[Feature] Optimize Elasticsearch Ingestion: Replace Daily Indices with an ILM Rollover Alias #13384

chj9 · 2025-07-25T01:58:47Z

chj9
Jul 25, 2025

Search before asking

I had searched in the issues and found no similar feature requirement.

Description

1. Background

The current implementation writes data to Elasticsearch by creating a new index for each day (e.g., skywalking_segment-20250724). While this approach is straightforward for low data volumes, it presents significant challenges as the amount of data grows. When daily data volume is high, this strategy leads to massive single-day indices (potentially hundreds of gigabytes), causing severe issues:

Degraded Query Performance: Querying a massive index consumes substantial memory and CPU, resulting in slow queries or even timeouts. This negatively impacts user experience and data analysis efficiency.
Unbalanced Shards: Shards for high-volume days become excessively large, while shards for low-volume days remain small, leading to inefficient resource allocation.

2. Proposed Solution

We propose migrating from the daily index pattern to a strategy that leverages Elasticsearch's built-in Index Lifecycle Management (ILM) combined with a Rollover Alias.

The core concept of this strategy is:

Write to a single, fixed alias (e.g., skywalking_segment). Both writes and queries will target this alias.
Automate index management with an ILM policy. When an index meets a defined condition (e.g., its size reaches 15GB or its age reaches 2d), ILM automatically creates a new index and seamlessly switches the write alias (is_write_index: true) to it.
Automate data retention.
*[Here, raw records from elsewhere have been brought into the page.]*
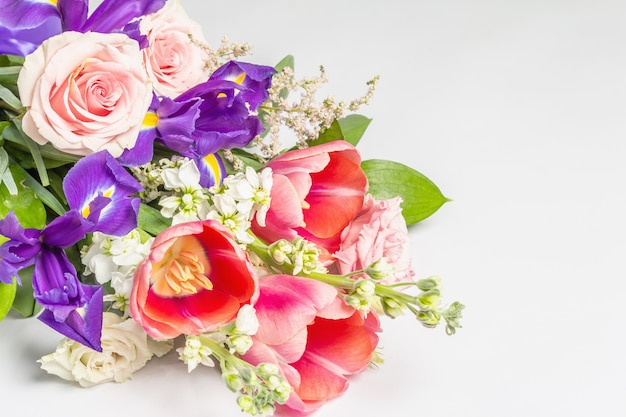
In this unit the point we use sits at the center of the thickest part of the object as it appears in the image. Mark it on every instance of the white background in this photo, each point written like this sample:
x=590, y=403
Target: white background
x=516, y=110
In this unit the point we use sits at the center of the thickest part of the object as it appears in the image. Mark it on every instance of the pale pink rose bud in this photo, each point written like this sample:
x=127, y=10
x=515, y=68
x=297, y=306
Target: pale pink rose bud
x=85, y=92
x=174, y=62
x=378, y=231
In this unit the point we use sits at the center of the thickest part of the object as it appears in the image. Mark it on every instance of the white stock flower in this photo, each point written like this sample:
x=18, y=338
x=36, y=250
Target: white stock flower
x=188, y=201
x=253, y=189
x=232, y=215
x=109, y=255
x=195, y=353
x=126, y=348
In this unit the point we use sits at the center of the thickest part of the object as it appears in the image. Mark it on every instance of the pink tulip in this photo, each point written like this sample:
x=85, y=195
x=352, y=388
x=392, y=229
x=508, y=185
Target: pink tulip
x=195, y=279
x=316, y=193
x=315, y=352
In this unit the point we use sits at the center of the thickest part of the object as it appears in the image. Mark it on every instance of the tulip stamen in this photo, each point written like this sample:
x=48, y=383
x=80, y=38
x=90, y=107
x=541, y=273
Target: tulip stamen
x=183, y=271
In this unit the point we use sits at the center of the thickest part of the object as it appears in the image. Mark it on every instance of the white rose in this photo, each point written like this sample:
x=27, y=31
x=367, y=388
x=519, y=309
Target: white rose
x=126, y=348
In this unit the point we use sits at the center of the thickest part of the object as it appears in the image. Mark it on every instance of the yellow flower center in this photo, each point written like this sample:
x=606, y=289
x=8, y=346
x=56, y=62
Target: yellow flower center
x=183, y=270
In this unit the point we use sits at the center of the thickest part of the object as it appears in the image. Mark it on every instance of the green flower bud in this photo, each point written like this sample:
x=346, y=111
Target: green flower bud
x=233, y=381
x=381, y=270
x=246, y=403
x=427, y=284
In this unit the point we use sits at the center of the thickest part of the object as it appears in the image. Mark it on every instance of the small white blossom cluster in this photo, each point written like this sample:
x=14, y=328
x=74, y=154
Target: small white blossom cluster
x=227, y=51
x=242, y=197
x=235, y=337
x=126, y=348
x=299, y=110
x=149, y=176
x=184, y=199
x=300, y=254
x=114, y=259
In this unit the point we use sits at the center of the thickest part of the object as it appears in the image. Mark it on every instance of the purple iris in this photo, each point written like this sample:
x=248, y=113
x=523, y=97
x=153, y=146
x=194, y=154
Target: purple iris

The ILM policy will also automatically handle the lifecycle of old data, such as deleting it after 7 days, without any external intervention.

3. Implementation Steps

The complete implementation involves the following four key steps:

Step 1: Create an ILM Policy

Define a policy that specifies the conditions for the rollover and delete actions.

PUT _ilm/policy/skywalking_segment_ilm_policy
{
  "policy": {
    "phases": {
      "hot": {
        "min_age": "0ms",
        "actions": {
          "rollover": {
            "max_primary_shard_size": "15gb",
            "max_age": "2d"
          }
        }
      },
      "delete": {
        "min_age": "7d",
        "actions": {
          "delete": {}
        }
      }
    }
  }
}

Explanation: A rollover is triggered when a primary shard reaches 15GB or the index is 2 days old. The data will be automatically deleted after 7 days.

Step 2: Create an Index Template

Create a template to automatically apply the ILM policy and settings to all new indices matching the skywalking_segment-* pattern.

PUT _index_template/skywalking_segment_template
{
  "index_patterns": [
    "skywalking_segment-*"
  ],
  "template": {
    "settings": {
      "index": {
        "refresh_interval": "5s",
        "number_of_shards": "5",
        "number_of_replicas": "0",
        "lifecycle": {
          "name": "skywalking_segment_ilm_policy",
          "rollover_alias": "skywalking_segment" 
        }
      }
    },
    "mappings": {
      "properties": {
        "message": {
          "type": "text"
        }
      }
    }
  }
}

Explanation: Any new index with a name starting with skywalking_segment- will be associated with the skywalking_segment_ilm_policy and use skywalking_segment as its rollover alias.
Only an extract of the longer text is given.